New Arab democratic rulers could highlight what they, and many in the international community, see as discriminatory practices towards Israeli Arabs, the use of violence to quell Palestinians challenging an occupation and Jewish settlement activity in the West Bank which major powers say is illegal.
Israel disputes such criticisms. It says Arabs in Israel enjoy more rights now than their compatriots in neighboring states, including a right to vote for Arabs in their parliament. They also say any use of force is to stop terrorism.
Israel has, nevertheless, been watching Egypt with concern.
"Ultimately the people of Egypt are those who will decide their own fate, but Israel cannot profess a neutrality as to the outcome," Israeli Prime Minister Benjamin Netanyahu said.
"I cannot simply hope for the best, I must also prepare for the worst," he told American Jewish leaders on Feb. 16 in Jerusalem, in a speech in which he said Israel was committed to peace and said he hoped Egypt would remain committed too.
Egypt was the first Arab country to sign a peace treaty with Israel, followed by Jordan in 1994. An interim accord was reached with Palestinians in 1993.
"It is ironic that Israel ... seems so uncomfortable in a democratizing Middle East," says Beinart, adding: "But at root, that discomfort stems from Israel's own profoundly anti-democratic policies in the West Bank and Gaza. In an increasingly democratic, increasingly post-American Middle East, the costs of those policies will only continue to rise."
There is no end to the wave of protests that have been sweeping the Middle East since the start of 2011.

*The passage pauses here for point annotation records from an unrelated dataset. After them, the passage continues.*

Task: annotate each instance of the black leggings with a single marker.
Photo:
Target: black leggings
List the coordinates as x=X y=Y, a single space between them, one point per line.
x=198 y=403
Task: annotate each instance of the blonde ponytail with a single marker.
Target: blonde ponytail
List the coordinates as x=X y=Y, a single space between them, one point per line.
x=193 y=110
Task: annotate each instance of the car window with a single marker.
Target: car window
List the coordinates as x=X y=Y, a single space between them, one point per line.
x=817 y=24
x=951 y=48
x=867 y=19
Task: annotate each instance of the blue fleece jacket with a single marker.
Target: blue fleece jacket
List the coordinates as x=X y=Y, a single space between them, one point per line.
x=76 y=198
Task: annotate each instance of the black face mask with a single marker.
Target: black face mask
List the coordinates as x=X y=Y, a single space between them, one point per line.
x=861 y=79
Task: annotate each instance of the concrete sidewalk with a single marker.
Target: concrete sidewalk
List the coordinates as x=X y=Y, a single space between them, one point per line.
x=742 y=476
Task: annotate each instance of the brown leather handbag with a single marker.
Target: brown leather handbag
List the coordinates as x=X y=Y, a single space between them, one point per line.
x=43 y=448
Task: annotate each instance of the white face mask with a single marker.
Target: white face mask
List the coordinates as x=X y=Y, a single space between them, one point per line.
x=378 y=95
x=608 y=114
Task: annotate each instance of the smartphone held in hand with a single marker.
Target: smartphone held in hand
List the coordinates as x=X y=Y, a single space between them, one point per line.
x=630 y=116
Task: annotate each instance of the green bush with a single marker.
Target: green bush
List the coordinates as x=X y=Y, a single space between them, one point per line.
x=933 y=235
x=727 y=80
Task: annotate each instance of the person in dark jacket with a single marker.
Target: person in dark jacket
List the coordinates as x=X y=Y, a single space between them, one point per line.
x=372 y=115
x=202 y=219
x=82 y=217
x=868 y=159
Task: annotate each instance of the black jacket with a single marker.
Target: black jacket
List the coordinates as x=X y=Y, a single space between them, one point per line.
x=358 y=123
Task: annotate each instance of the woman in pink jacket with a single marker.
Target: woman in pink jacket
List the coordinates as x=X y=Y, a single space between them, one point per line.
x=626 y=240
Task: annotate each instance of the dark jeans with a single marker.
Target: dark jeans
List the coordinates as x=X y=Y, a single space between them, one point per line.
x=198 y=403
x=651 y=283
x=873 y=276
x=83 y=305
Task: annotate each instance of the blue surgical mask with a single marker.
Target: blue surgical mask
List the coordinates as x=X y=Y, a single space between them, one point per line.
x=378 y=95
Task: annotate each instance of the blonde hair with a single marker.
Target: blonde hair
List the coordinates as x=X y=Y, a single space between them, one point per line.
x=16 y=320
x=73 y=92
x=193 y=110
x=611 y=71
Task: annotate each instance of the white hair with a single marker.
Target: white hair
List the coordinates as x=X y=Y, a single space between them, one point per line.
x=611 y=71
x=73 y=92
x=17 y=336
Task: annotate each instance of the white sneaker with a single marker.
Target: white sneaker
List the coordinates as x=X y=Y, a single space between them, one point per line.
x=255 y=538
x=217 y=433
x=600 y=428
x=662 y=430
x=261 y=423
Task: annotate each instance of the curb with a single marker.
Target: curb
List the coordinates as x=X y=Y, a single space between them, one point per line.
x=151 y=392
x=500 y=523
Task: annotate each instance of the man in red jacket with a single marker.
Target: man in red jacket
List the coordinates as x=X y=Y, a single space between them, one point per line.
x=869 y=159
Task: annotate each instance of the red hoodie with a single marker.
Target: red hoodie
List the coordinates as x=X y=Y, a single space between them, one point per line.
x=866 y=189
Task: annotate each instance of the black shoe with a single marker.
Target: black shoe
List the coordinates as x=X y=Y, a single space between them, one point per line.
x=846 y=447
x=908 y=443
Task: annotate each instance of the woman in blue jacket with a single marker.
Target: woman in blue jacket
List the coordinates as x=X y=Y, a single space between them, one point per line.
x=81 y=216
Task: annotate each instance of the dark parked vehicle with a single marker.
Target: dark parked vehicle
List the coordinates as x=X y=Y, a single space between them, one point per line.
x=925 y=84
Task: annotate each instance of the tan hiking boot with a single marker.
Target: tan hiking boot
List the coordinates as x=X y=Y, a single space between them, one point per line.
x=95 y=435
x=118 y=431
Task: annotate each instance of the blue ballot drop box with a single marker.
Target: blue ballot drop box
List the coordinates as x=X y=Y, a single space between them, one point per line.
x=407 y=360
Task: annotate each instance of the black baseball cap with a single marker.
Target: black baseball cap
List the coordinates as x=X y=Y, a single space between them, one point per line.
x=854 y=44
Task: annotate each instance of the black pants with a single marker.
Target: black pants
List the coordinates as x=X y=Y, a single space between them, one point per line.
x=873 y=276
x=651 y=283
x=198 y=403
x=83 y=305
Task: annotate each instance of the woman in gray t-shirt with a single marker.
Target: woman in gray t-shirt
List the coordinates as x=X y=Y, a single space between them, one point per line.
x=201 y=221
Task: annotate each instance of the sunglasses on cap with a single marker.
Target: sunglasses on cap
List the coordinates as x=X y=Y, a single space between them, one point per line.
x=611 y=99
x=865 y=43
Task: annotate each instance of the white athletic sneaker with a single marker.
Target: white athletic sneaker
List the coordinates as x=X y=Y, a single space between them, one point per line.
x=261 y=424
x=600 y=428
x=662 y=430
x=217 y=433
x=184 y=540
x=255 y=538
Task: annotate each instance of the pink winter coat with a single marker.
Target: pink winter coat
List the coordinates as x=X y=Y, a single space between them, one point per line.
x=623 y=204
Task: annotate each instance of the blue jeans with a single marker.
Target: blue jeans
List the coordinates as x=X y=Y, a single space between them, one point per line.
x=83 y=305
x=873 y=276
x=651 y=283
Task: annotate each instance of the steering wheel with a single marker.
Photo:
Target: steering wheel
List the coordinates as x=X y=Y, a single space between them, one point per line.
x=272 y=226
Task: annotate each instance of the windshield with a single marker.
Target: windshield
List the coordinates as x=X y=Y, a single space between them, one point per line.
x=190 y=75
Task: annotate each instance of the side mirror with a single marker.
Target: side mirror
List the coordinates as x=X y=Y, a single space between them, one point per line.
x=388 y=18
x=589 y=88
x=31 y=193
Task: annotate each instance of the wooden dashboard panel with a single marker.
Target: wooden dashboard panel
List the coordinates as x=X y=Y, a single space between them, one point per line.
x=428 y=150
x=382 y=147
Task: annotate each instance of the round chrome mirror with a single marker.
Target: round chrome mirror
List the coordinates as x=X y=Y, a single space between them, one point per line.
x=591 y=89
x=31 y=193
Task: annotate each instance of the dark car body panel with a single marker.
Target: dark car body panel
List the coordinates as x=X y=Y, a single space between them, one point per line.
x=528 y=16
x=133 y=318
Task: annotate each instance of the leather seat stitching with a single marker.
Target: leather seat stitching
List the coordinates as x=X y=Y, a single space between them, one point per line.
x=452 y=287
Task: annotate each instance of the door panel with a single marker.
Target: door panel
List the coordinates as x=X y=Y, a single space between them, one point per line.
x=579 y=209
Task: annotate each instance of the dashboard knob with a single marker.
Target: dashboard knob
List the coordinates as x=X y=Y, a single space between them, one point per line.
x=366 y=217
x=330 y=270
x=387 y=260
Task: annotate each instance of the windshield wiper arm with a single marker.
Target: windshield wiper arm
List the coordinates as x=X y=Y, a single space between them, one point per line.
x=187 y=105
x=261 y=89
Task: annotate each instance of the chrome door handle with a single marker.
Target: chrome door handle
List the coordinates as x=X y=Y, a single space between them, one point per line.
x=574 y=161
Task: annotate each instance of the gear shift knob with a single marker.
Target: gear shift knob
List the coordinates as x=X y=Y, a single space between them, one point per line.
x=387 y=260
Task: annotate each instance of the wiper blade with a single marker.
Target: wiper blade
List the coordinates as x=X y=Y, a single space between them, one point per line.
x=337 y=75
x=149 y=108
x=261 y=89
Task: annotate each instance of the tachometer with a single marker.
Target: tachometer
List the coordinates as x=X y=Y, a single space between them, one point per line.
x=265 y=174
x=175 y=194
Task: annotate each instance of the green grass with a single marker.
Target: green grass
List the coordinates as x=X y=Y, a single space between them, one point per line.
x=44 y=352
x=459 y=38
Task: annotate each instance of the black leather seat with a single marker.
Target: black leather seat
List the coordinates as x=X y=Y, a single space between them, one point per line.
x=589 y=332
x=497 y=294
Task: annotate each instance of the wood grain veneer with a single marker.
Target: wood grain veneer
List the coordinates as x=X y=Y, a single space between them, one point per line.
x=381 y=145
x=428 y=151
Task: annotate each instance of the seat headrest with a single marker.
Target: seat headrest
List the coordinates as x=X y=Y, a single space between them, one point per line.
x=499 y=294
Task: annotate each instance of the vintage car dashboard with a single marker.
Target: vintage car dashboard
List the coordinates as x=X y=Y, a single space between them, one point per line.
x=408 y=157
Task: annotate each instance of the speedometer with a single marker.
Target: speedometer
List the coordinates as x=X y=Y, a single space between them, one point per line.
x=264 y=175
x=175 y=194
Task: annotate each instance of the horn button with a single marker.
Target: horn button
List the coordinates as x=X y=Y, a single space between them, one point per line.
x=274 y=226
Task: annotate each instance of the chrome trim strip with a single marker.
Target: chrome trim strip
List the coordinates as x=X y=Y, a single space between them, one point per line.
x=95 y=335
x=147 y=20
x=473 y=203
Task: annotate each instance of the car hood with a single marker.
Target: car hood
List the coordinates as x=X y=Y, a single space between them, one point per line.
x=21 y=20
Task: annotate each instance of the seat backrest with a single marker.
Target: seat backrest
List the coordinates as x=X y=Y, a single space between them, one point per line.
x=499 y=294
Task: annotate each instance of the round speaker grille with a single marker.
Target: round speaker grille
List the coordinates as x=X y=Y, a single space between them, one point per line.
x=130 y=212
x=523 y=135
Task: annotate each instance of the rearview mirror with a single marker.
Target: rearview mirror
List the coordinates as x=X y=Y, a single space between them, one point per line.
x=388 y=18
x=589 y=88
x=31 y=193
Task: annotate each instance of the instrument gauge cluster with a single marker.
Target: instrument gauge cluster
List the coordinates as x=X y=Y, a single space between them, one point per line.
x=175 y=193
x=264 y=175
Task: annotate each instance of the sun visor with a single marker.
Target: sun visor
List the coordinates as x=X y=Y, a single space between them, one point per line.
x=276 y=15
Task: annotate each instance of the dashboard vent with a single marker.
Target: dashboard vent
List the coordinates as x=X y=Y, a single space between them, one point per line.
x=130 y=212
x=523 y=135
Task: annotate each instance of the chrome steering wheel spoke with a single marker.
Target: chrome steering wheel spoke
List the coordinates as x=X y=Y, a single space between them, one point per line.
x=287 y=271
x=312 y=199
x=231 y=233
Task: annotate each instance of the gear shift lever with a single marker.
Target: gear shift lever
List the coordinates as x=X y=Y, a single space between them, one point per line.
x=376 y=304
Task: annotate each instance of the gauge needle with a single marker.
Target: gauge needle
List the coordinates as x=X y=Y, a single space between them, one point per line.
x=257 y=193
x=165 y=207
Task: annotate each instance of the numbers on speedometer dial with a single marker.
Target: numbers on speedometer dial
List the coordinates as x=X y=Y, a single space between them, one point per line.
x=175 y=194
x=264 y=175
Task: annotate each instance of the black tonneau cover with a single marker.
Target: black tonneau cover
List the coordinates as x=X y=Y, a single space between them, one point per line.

Egypt's uprising followed one in Tunisia, which overthrew President Zine el-Abdine Ben Ali in January. Protests have erupted in Morocco, Algeria, Libya, Jordan, Yemen and Bahrain.
Once a stable Egyptian government emerges, the litmus test will be how it handles the border between Egypt and Gaza, which has been more closed than open since the Islamist group Hamas took control of the densely populated territory in 2007.
Mubarak, in collaboration with Israel and in line with US policy, enforced strict limits on the movement of people and goods across the border, adding to the suffering and deprivation of the more than 1.5 million Palestinians who live there.
Egyptian state media supported the policy and took a relentlessly hostile line towards Hamas, portraying the group as troublemakers working for Iranian interests.
Yet an opinion poll by the Pew Research Center in February 2010 found that 52 percent of Egyptians were favorable towards Hamas, against 44 percent in the opposite camp.
Protests against Mubarak focused on domestic grievances of poverty, corruption and repression. When protesters addressed foreign affairs, it was usually to oppose Mubarak's Gaza policy and his close US ties, seen as betraying Arab interests.
The Muslim Brotherhood, which has historic and ideological ties with Hamas, is enjoying more freedom than at any time since the overthrow of the monarchy 60 years ago. It favors opening the border wide and good relations with the Islamists in Gaza.
Even liberal democrat Ayman Nour, who challenged Mubarak in the presidential election of 2005 and then spent three years in jail, advocates a renegotiation of the peace treaty with Israel, which was based on the Camp David accords of 1978.
"In practice the Camp David accords have come to an end ... Some people believe that some of the terms are humiliating to the Egyptian side. I belong to this group," Nour told the Lebanese television station al-Jedid.
The treaty should go to a referendum, he said, a view shared by the Brotherhood, which says it would argue against approval.